What about Lane and Al?  Any parts of them based on something personal?

Yes, one of the ways I improved this book was by thinking of these characters as having some of my own traits. Somebody like Lane is a control freak as well as a very caring person.  I have some of those aspects to my personality and I’ve seen them in friends and folks involved in the mountain rescue world.  You think you can control things and you’re angry when you can’t.

When you say control, you mean being more cautious?  Reducing the risk factor?

You sometimes think if you come up with a plan, nature will back off.  Anybody with an institutional bureaucratic mentality shares characteristics with Lane.  While I don’t have anything against this mentality in some contexts, it can be dangerous in high risk situations.  Lane’s cold, exhausted, and he falls back on what he knows and that turns it into a disaster.  Implicitly there’s a commentary on that.  I love mountains but I know how unforgiving and harsh they can be.  You’d better be willing to change your plans, because if you don’t, that’s when you die.

John and Wyn have an argument near the top about the right way to go up.  Why does Wyn win that argument?

Wyn wins the argument because he wants it more than John does.  John is still dependent on Wyn.  They’re a team.  Implicit in this is a message, You work these things out; you stick together.  You might disagree with your partner, but you negotiate an agreement.  Those two are very closely tied.  They don’t always like it, they get irritated and pissed off at each other, but they compromise and stay together.

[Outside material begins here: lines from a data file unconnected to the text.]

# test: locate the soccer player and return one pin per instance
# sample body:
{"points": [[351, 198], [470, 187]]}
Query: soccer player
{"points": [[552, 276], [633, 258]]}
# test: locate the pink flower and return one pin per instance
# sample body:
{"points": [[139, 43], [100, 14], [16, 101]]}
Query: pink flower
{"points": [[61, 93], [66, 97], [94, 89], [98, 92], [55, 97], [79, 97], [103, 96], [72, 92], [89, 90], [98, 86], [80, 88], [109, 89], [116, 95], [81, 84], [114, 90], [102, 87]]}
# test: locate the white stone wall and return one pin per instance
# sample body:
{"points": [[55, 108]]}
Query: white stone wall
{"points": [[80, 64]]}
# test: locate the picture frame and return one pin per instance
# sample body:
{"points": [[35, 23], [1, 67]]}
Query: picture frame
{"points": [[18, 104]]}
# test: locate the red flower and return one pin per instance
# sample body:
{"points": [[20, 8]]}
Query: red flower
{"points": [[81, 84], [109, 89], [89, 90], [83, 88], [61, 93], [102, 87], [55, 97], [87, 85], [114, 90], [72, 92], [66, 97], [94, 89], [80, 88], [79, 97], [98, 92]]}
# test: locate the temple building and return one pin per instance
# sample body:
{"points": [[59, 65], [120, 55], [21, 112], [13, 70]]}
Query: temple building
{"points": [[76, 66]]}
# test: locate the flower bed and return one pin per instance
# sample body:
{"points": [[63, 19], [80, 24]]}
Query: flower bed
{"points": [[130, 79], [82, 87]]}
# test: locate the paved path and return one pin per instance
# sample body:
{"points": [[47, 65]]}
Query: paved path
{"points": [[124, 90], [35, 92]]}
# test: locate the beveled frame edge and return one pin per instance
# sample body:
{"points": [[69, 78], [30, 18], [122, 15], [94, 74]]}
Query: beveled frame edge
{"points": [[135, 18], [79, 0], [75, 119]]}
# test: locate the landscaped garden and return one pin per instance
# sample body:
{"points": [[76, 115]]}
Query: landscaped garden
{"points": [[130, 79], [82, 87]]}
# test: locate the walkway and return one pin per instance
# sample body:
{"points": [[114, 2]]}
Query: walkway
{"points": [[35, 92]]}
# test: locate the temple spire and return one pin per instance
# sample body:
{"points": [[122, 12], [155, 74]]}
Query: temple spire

Well, but, Wyn does get his way.

He does in that instance.  But later, John actually is the one who wants to go to the summit.  Whereas, Wyn, having notched a new route, doesn’t think he has to slog to the top, but it means a lot to John, so in that instance, Wyn goes along with John.

So you’re saying Wyn notches a new route, but isn’t interested in the summit?

It would be nice to get to the actual summit, but for some climbers like Wyn it would be a foregone conclusion. At that point it’s just a walk-up, according to Wyn.

Why does it matter so much to John?

Because that’s his goal.  Most climbers are motivated not by fame or glory but by very specific goals.  It’s an incredible achievement to do a new route on Denali.  John lives in a different world than Wyn does, so actually getting to the physical top is more important for him. For Wyn, the most important thing is to do the new version of the route.  He also wants to get to the top, but his motivation to do this isn’t as strong as John’s.

And John’s motivation to get to the top is because he failed once before?

John’s motivation to get to the top is to reclaim part of his identity.  He tells Jill early in the book, “I’m a climber; that’s who I am.”  To do the route would make him a climbing god in his eyes and also to his customers at the store.  Climbing is an insular world and that kind of achievement is recognized.

So he does it to salvage his own sense of self worth?

Yes, that’s a good way of putting it.  Having children can take away part of your identity.  John’s conflict is that being married and a father has taken over his sense of self.  He’s fighting to salvage the climber side of himself.

What keeps him pushing on when there is potentially fatal risk involved?  John has a family, he owns a store. He’s invested in that world.  His piece of the American Pie is that, not climbing. Yet he takes this risk.  Why does he do that?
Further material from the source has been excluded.